A volunteer department may be unable to respond quickly enough to meet the requirements of the confined space standard. Or a qualified department may be located too far from your facility to ensure a timely response or might cover such a large geographic area that response time and availability could be concerns.

A look at liability
Even fire departments qualified for confined space rescue sometimes are hesitant to agree to be a designated responder because of liability issues, says Schroll. Experts agree that when outside responders are used for rescue operations, liability becomes a gray area. If the fire department responds to an incident in a federal jurisdiction and there is an OSHA violation, odds are that the company will be cited for failing to ensure that the responder was able to perform the job adequately, says Schroll.

However, in “state plan” states, where job safety is enforced at the state level, the fire department could be cited directly, he says. According to OSHA, 22 states/jurisdictions currently have complete plans (which cover both private and state and local government employees), and four states/jurisdictions have plans that cover only public employees.

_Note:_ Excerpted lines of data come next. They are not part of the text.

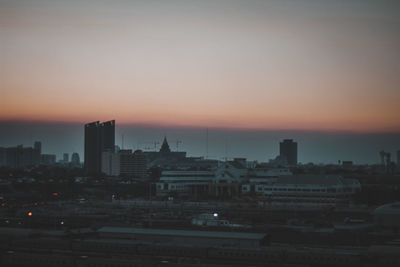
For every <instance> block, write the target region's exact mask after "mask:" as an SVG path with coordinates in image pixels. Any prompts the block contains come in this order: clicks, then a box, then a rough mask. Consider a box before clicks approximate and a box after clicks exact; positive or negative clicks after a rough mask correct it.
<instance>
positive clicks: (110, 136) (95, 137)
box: [84, 120, 115, 173]
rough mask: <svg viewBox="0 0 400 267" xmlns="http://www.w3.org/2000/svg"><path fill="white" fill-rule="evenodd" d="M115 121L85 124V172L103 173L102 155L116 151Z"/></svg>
mask: <svg viewBox="0 0 400 267" xmlns="http://www.w3.org/2000/svg"><path fill="white" fill-rule="evenodd" d="M114 146H115V120H112V121H107V122H103V123H100V122H99V121H95V122H91V123H88V124H85V162H84V166H85V170H86V171H87V172H88V173H100V172H101V153H102V152H104V151H108V150H111V151H113V150H114Z"/></svg>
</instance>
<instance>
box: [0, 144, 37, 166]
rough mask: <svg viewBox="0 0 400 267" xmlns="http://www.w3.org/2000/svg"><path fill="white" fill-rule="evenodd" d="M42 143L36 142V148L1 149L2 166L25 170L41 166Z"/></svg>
mask: <svg viewBox="0 0 400 267" xmlns="http://www.w3.org/2000/svg"><path fill="white" fill-rule="evenodd" d="M40 155H41V143H40V142H35V145H34V147H23V146H22V145H18V146H15V147H2V148H0V166H7V167H11V168H24V167H28V166H35V165H39V164H40V162H41V158H40Z"/></svg>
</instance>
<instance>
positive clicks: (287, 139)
mask: <svg viewBox="0 0 400 267" xmlns="http://www.w3.org/2000/svg"><path fill="white" fill-rule="evenodd" d="M279 150H280V156H281V157H284V158H285V159H286V160H287V163H288V164H289V165H297V143H296V142H293V140H292V139H285V140H283V142H280V143H279Z"/></svg>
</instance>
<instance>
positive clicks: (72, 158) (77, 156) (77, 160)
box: [71, 152, 81, 167]
mask: <svg viewBox="0 0 400 267" xmlns="http://www.w3.org/2000/svg"><path fill="white" fill-rule="evenodd" d="M71 166H72V167H81V159H80V158H79V154H78V153H76V152H74V153H72V156H71Z"/></svg>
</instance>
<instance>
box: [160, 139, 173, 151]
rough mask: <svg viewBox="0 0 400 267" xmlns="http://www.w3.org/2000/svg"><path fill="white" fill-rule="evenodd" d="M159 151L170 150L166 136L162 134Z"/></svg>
mask: <svg viewBox="0 0 400 267" xmlns="http://www.w3.org/2000/svg"><path fill="white" fill-rule="evenodd" d="M160 152H164V153H165V152H171V149H170V148H169V145H168V141H167V137H166V136H164V141H163V144H162V146H161V149H160Z"/></svg>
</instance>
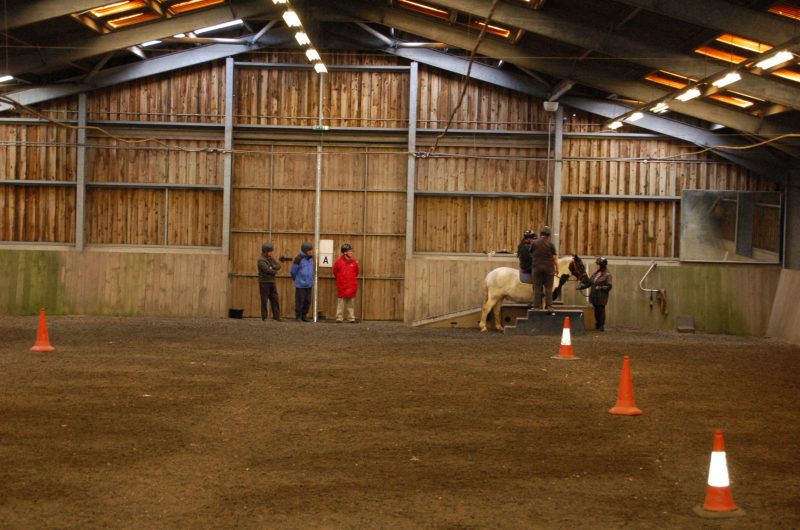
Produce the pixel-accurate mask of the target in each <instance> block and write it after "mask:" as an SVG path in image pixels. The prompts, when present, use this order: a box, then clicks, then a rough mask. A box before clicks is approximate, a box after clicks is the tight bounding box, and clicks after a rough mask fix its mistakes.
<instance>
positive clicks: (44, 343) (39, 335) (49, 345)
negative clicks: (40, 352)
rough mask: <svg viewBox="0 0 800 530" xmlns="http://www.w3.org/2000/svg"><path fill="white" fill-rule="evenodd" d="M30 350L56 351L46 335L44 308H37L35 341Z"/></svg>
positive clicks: (46, 332)
mask: <svg viewBox="0 0 800 530" xmlns="http://www.w3.org/2000/svg"><path fill="white" fill-rule="evenodd" d="M31 351H56V349H55V348H53V346H52V345H51V344H50V337H49V336H48V335H47V319H46V318H45V316H44V308H41V309H40V310H39V327H38V328H37V329H36V342H35V343H34V345H33V347H32V348H31Z"/></svg>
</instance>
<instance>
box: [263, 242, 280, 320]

A fire department has the right to refuse to act as a company’s designated responder, according to confined space experts. This does not mean that the fire department wouldn’t respond if an emergency occurred and someone called 911. Most likely, the fire department would respond to the scene, but once there, would be limited as to what actions they could take. They would probably have to call in a qualified rescue team.

Since time is often of the essence in confined space rescue, the consequences could be fatal. And because the fire department would be unable to provide the type of rescue required by OSHA confined space standards, the employer would be in violation of OSHA regulations, experts say.

OSHA’s rescue rule
OSHA 1910.146(k) says that an employer must evaluate a prospective rescuer’s ability to respond to a rescue summons in a timely manner, based on the hazards present at that particular workplace. Non-mandatory Appendix F offers employers further guidance for evaluating rescue teams. Two types of evaluations are recommended:
  1. Initial evaluation: To meet with the prospective rescuer to determine if the service is equipped and trained to perform effective and timely permit space rescues based on the specific hazards of the confined spaces at your facility
  2. Performance evaluation: To measure the rescue team’s performance during an actual or practice rescue.
Appendix F offers a list of questions to help employers conduct a thorough evaluation. Once an evaluation is complete, according to 1910.146(k), the employer should:
  • Choose a rescue service that has the capability to reach the victim(s) within a time frame that is appropriate for the permit space hazard(s) identified; and is equipped for and proficient in performing the needed rescue services;
  • Inform each rescue team or service of the hazards they may confront when called on to perform rescue at the site;
  • Provide the rescue team or service selected with access to all permit spaces from which rescue may be necessary so that the rescue service can develop appropriate rescue plans and practice rescue operations; and
  • Ensure that at least one member of the rescue team who has a current certification in first aid and CPR is available.
Preparation means practice
Once you’ve determined that the fire department meets all the criteria of a competent rescue team, obtain a written agreement with the fire department stating that they are willing to act as your designated rescue squad, say experts. Then work to develop a good relationship with the rescue team.

Have a rescue plan in place for each permit space, experts advise. Consider how you will ensure that the rescue team is available prior to any entry and how you will notify the team if a rescue is needed. Above all: practice. At a minimum, 1910.146(k)(2)(iv) requires practice rescues at least once every 12 months, provided that the team or service has not successfully performed a permit space rescue within that time.